Stripping L-Probes and Detection Oligos
30m
39
Submerge slide with coverslip in clean PBS in a coplin jar and let sit for a few minutes. Proceed to next step during this time and prepare reagents.
40
While slide is submerged, prepare stripping solution according to the table below.
Reagents
Stock C
Final C
Amount
Nuclease-free water
-
-
25 μL
Formamide
100%
65%
65 μL
SSC
20X
2X
10 μL
Total
-
-
100 μL
Stripping solution
Safety information
Safety precaution: Formamide
Pre-incubate combined reagents and humidity chamber at 30°C until used.

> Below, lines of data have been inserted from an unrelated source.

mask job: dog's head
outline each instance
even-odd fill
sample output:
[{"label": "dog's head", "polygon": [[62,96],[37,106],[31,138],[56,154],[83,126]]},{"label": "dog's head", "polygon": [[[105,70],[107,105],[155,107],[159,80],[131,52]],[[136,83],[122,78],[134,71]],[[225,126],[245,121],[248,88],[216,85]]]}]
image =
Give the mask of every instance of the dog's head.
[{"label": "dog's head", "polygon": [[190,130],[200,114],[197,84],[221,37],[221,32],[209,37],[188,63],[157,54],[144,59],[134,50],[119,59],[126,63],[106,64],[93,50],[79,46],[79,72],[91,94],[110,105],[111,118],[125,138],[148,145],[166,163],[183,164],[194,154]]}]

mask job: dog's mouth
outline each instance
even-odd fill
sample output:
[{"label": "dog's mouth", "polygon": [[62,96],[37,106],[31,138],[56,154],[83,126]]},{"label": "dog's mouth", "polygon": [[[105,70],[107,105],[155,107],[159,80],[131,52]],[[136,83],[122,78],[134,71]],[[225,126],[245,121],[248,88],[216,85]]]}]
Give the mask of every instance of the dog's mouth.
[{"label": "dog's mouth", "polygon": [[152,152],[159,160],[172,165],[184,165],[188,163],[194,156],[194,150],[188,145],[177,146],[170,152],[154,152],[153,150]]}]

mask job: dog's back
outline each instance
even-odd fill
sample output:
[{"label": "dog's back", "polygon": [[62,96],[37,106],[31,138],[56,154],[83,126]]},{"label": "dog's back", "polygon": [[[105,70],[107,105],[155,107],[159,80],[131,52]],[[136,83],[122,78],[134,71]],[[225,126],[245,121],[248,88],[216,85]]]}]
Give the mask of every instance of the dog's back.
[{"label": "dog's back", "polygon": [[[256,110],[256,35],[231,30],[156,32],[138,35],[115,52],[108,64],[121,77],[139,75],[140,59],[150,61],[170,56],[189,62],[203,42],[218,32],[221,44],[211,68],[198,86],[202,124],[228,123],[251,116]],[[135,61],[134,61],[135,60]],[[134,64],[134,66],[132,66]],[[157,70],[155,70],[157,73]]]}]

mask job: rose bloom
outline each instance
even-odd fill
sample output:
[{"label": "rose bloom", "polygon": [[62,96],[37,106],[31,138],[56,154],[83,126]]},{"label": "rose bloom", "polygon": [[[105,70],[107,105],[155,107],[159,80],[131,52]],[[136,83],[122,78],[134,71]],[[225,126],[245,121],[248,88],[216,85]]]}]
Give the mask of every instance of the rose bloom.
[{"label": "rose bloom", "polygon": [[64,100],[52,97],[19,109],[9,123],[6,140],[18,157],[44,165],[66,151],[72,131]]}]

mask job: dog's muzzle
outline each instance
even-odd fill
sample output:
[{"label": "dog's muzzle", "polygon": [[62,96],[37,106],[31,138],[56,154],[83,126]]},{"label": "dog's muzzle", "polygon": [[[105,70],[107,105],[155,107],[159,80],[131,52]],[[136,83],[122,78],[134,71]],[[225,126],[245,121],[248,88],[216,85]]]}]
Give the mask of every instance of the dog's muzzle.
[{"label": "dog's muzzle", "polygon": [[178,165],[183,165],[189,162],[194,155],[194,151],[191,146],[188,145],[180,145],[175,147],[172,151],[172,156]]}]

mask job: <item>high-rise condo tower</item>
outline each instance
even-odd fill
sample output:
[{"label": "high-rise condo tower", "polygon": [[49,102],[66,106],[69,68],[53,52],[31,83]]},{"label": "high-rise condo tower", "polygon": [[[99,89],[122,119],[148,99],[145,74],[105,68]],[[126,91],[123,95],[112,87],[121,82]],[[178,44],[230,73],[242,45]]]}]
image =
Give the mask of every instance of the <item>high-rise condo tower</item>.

30 °C Stripping solution pre-incubation
Note: After incubation of section with stripping solution, section is washed once with additional stripping solution, therefore prepare twice as much needed.
Prepare 2XSSC washing solution.
For 5 ml: 500 μl 20XSSC + 4.5 ml Nuclease-free water
41
Remove slide from PBS and if cover slip does not slide off by itself, either let it sit longer in PBS or carefully slide it off with the aid of forceps.
42
Wash section 2 times with PBS to remove residual mounting media.
43
Place slide in prewarmed humidity chamber. Apply prewarmed stripping solution on top of section and place in 30°C incubator for 30 min.
30 °C00:30:00 Stripping incubation
Place any remaining stripping solution in the incubator as well.
30m
44
After 30 min, remove solution from section and wash 1 time with remaining stripping solution.
45
Wash 5 times with 2XSSC.
Repeated Cycles
46
Now the L-Probes and Detection Oligos has been stripped from the tissue.
From this point, the next cycle can be performed as before with next cycle of L-probes.